All’udir queste parole sdegno e stupore si dipingono sul volto del generale Letizia, e sgualcendo la carta che stava spiegata sulla tavola, esclama: «Allora se questo articolo non è concesso, ogni comunicazione cessa fra di noi.[84]»

Garibaldi, il quale fino all’enunciazione del quinto articolo avea sempre serbato un calmo e imperturbato contegno, a quell’ultima albagiosa dichiarazione del suo avversario non seppe più frenarsi. «Egli denunciò in termini eccessivi[85] la mancanza di buona fede, anzi l’infamia della Reale Autorità nel permettere che truppe mercenarie, mentre una bandiera di tregua sventolava, attaccassero le italiane, le quali avevano avuto l’ordine di cessare il fuoco. Ed altre cose anche più appassionate soggiunse Garibaldi; a cui replicò con violenza non disuguale, ma certo con minor giustizia il suo antagonista. Sicchè l’Ammiraglio fu costretto di nuovo ad interporsi non solo per rimettere la calma fra i disputanti, ma per raddrizzare le torte argomentazioni, con cui il negoziatore napoletano continuava a sillogizzare.»

A tal punto Garibaldi, credendo ormai compiuta la rottura de’ negoziati, si levò dalla sua sedia e fece atto di disporsi alla partenza; «ma tale non appariva in alcuna guisa l’intenzione del Generale borbonico.[86]» Anzi dopo essersi consultato alquanto col suo collega, si rivolse di nuovo al suo avversario, annunziandogli che egli consentirebbe a cassare il quinto articolo della convenzione, quantunque sapesse che per quella concessione egli incontrerebbe il disfavore del suo Generale in capo.

E dopo questa dichiarazione tanto maravigliosa ed inattesa, quanto lo erano state fino allora tutte le parole del negoziatore regio, l’armistizio fu prolungato fino alle nove del mattino seguente, al solo fine di concordare definitivamente i punti controversi e di ottenere dal Commissario alter ego del Re la ratifica dei già patteggiati. Prima di lasciar l’Hannibal però il generale Garibaldi, cogliendo il momento in cui l’ammiraglio Mundy s’era stretto in privato colloquio co’ due Inviati regi, si traeva in un canto col capitano Palmer e col marchese D’Aste, e susurrò loro in tutta fretta e in gran secretezza: essere allo stremo di munizioni; questo il suo pensiero più tormentoso; lo soccorressero, se potevano, in quella necessità; avrebbe pagato un pacco di cartuccie a peso d’oro. Il capitano D’Aste non volle dare neanche un grano di polvere; il Capitano americano crediamo che desse la poca che aveva; al resto pensò la Provvidenza!
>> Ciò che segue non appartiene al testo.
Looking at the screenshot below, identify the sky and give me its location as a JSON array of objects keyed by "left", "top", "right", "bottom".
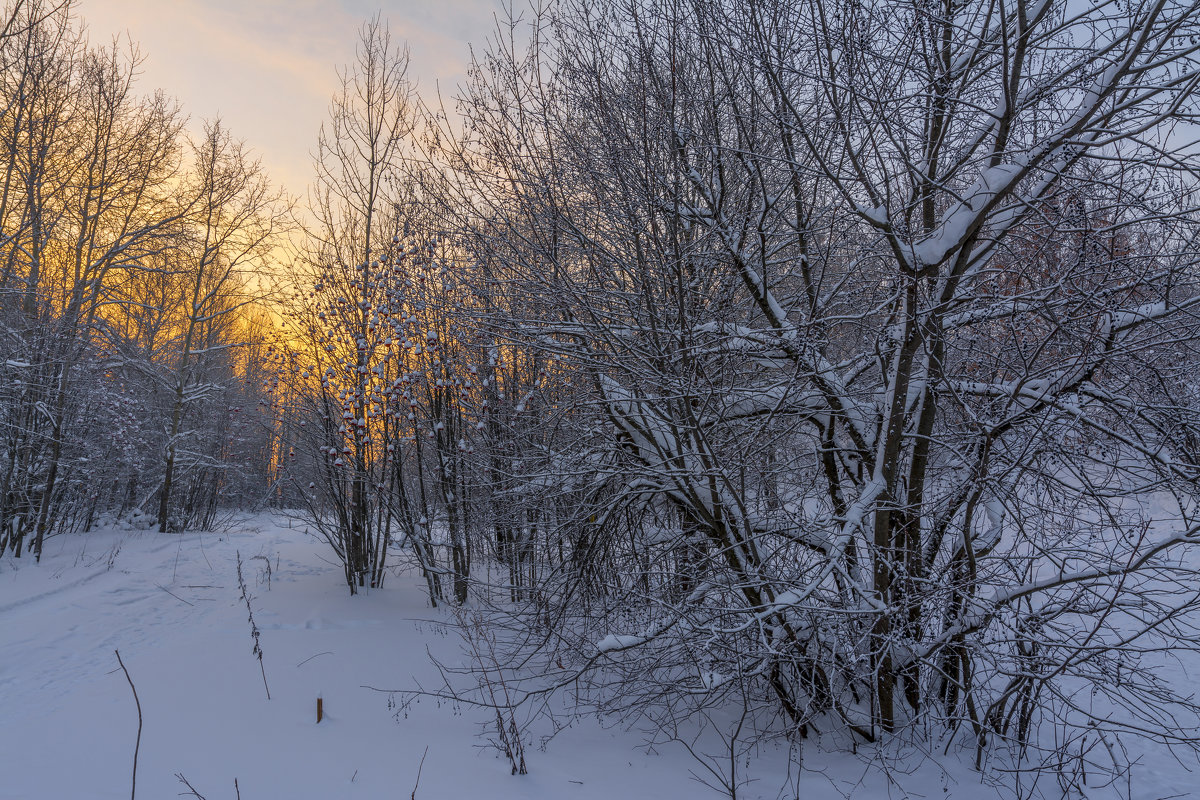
[{"left": 77, "top": 0, "right": 502, "bottom": 197}]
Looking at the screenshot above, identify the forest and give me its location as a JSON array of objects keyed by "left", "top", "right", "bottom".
[{"left": 7, "top": 0, "right": 1200, "bottom": 798}]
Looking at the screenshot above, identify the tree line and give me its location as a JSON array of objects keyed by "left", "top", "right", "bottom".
[
  {"left": 0, "top": 0, "right": 287, "bottom": 558},
  {"left": 11, "top": 0, "right": 1200, "bottom": 794}
]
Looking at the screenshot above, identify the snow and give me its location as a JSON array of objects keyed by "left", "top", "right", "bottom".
[{"left": 0, "top": 516, "right": 1194, "bottom": 800}]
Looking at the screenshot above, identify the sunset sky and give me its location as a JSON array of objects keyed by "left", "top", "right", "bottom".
[{"left": 78, "top": 0, "right": 502, "bottom": 194}]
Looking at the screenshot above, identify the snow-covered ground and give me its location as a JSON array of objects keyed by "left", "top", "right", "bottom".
[{"left": 0, "top": 516, "right": 1194, "bottom": 800}]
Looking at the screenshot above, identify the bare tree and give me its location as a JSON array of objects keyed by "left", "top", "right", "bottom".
[
  {"left": 290, "top": 17, "right": 415, "bottom": 593},
  {"left": 424, "top": 0, "right": 1200, "bottom": 786}
]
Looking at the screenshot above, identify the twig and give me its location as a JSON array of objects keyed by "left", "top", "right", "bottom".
[
  {"left": 113, "top": 650, "right": 142, "bottom": 800},
  {"left": 296, "top": 650, "right": 334, "bottom": 667},
  {"left": 238, "top": 551, "right": 271, "bottom": 699},
  {"left": 175, "top": 772, "right": 207, "bottom": 800},
  {"left": 154, "top": 583, "right": 196, "bottom": 608},
  {"left": 408, "top": 745, "right": 430, "bottom": 800}
]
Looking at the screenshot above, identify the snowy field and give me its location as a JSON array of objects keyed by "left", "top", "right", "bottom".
[{"left": 0, "top": 517, "right": 1196, "bottom": 800}]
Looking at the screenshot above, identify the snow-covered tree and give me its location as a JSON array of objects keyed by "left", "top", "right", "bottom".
[{"left": 429, "top": 0, "right": 1200, "bottom": 786}]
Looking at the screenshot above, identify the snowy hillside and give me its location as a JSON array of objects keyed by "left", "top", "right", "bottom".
[{"left": 0, "top": 517, "right": 1193, "bottom": 800}]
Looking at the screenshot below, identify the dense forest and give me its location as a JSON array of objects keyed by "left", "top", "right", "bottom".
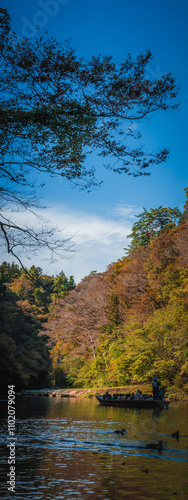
[{"left": 0, "top": 190, "right": 188, "bottom": 393}]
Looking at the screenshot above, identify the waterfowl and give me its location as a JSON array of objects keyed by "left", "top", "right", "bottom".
[
  {"left": 146, "top": 441, "right": 164, "bottom": 451},
  {"left": 171, "top": 431, "right": 180, "bottom": 439},
  {"left": 114, "top": 427, "right": 126, "bottom": 435}
]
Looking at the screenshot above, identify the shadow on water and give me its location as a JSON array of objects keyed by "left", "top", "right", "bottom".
[{"left": 0, "top": 397, "right": 188, "bottom": 500}]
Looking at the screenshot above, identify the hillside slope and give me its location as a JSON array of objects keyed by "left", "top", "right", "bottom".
[{"left": 41, "top": 217, "right": 188, "bottom": 390}]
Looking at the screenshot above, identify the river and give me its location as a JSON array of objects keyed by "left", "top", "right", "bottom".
[{"left": 0, "top": 396, "right": 188, "bottom": 500}]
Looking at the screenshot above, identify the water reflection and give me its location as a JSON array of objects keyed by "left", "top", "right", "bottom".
[{"left": 0, "top": 398, "right": 188, "bottom": 500}]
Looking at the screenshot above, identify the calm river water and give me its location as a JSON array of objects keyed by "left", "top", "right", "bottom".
[{"left": 0, "top": 397, "right": 188, "bottom": 500}]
Ma sia che l’ultima impressione ricevuta da Garibaldi fosse che il pattuito armistizio non potesse durare oltre il vegnente mattino; sia ch’egli mirasse a trar profitto delle pretese esorbitanti del nemico, e della sua sdegnosa risposta per infiammare vieppiù gli animi già accesi de’ Palermitani, giunto a Palazzo Pretorio fece tosto pubblicare questo Manifesto:

«Siciliani!

»Il nemico mi ha proposto un armistizio. Io ne accettai quelle condizioni che l’umanità dettava di accettare; cioè: ritirar famiglie e feriti; ma fra le richieste, una ve n’era umiliante per la brava popolazione di Palermo, ed io la rigettai con disprezzo. Il risultato della mia conferenza di oggi fu dunque di ripigliare le ostilità domani. Io ed i miei compagni siamo festanti di poter combattere accanto ai figli del Vespro una battaglia, che deve infrangere l’ultimo anello di catene con cui fu avvinta questa terra del genio e dell’eroismo.»